Aktivitas erupsi terekam pada seismogram dengan amplitudo maksimum 47,3 milimeter dan berlangsung selama sekitar 2 menit 30 detik.
"Telah terjadi erupsi G. Lewotobi Laki-laki, Nusa Tenggara Timur pada tanggal 24 Juli 2026 pukul 06:39 WITA dengan tinggi kolom abu teramati ± 1.600 m di atas puncak (± 3.184 m di atas permukaan laut)," dikutip dari keterangan Magma ESDM.
Hingga saat ini, Gunung Lewotobi Laki-laki masih berstatus Level III (Siaga). Masyarakat diimbau tidak beraktivitas dalam radius lima kilometer dari pusat erupsi demi menghindari potensi bahaya.
Selain itu, warga diminta tetap tenang, mengikuti arahan pemerintah daerah serta tidak mudah mempercayai informasi yang belum jelas sumbernya.

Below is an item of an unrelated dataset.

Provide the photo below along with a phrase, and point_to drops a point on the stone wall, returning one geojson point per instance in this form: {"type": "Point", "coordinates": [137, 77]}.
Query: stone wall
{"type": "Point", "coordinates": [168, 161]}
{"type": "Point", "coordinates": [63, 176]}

"Masyarakat di sekitar G. Lewotobi Laki-laki mewaspadai potensi banjir lahar hujan pada sungai-sungai yang berhulu di puncak G. Lewotobi Laki-laki jika terjadi hujan dengan intensitas tinggi terutama daerah Dulipali, Padang Pasir, Nobo, Nurabelen, Klatanlo, Hokeng Jaya, Boru, Nawakote," ucapnya.
Pusat Vulkanologi dan Mitigasi Bencana Geologi (PVMBG) juga mengingatkan masyarakat yang terdampak hujan abu vulkanik agar menggunakan masker atau penutup hidung dan mulut. Langkah tersebut penting untuk mengurangi risiko gangguan pada sistem pernapasan akibat paparan abu vulkanik.